身長は170センチほどで、スリムな体型。黒い髪はきれいに撫でつけられていて、細いフレームの眼鏡の奥にある瞳は、丸くて温かみが感じられた。このFさん(23)はロンドンの五つ星ホテル内で働くバーテンダー。そう、歌姫・宇多田ヒカル(31)の婚約者だ。
《近々、結婚することになります。結婚式などを静かに済ませた後にお知らせできればと考えていましたが、既に問い合わせがあり噂になっているようなのでこのタイミングでご報告させていただきます。自分でもちょっと笑ってしまいますが、相手はイタリア人の男性です》
映画監督・紀里谷和明氏(45)との離婚から7年、宇多田が再婚を自身のHPで宣言したのは2月3日のこと。14歳年上男性との初婚から一転して、今回のお相手は8歳年下だ。本誌記者は、Fさんの下を訪ねた。南イタリアのプーリア州ファザーノ市出身だというFさんだが、英語も正確で聞き取りやすかった。
カウンターでカクテルを作っては、黒い丸テーブルに運んでと、とても忙しい。テキパキした仕事ぶりや、あくまでも柔らかい接客ぶりからは、彼の真面目な人柄もうかがえる。

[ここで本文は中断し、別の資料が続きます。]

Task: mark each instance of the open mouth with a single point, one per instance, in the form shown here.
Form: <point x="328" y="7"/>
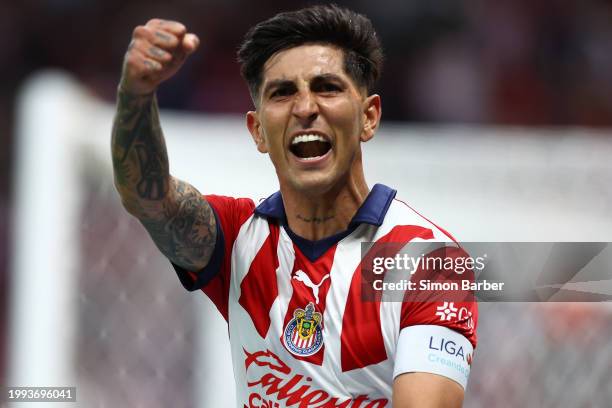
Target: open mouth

バーテンダーのユニフォームらしい黒のドレスシャツにダークブラウンのエプロンをつけた彼は、本誌記者の目をじっと見つめると、
「あなたは僕のどんな話を聞きたいのですか?」
そこで宇多田と彼との“なれそめ”について取材しにきたことを伝えると、大きくうなずいた。
「わかりました。でも、ここは職場ですのでプライベートの話は……。“彼女”と相談したうえで、あらためて連絡させてください。
記者がバーを出るとき、彼は微笑みながら、小さな声でこう言った。
「必ず連絡します。心配しないで……」
前出のHPで宇多田もFさんを《根が誠実…》と、語っているが、好青年であることは間違いないようだーー。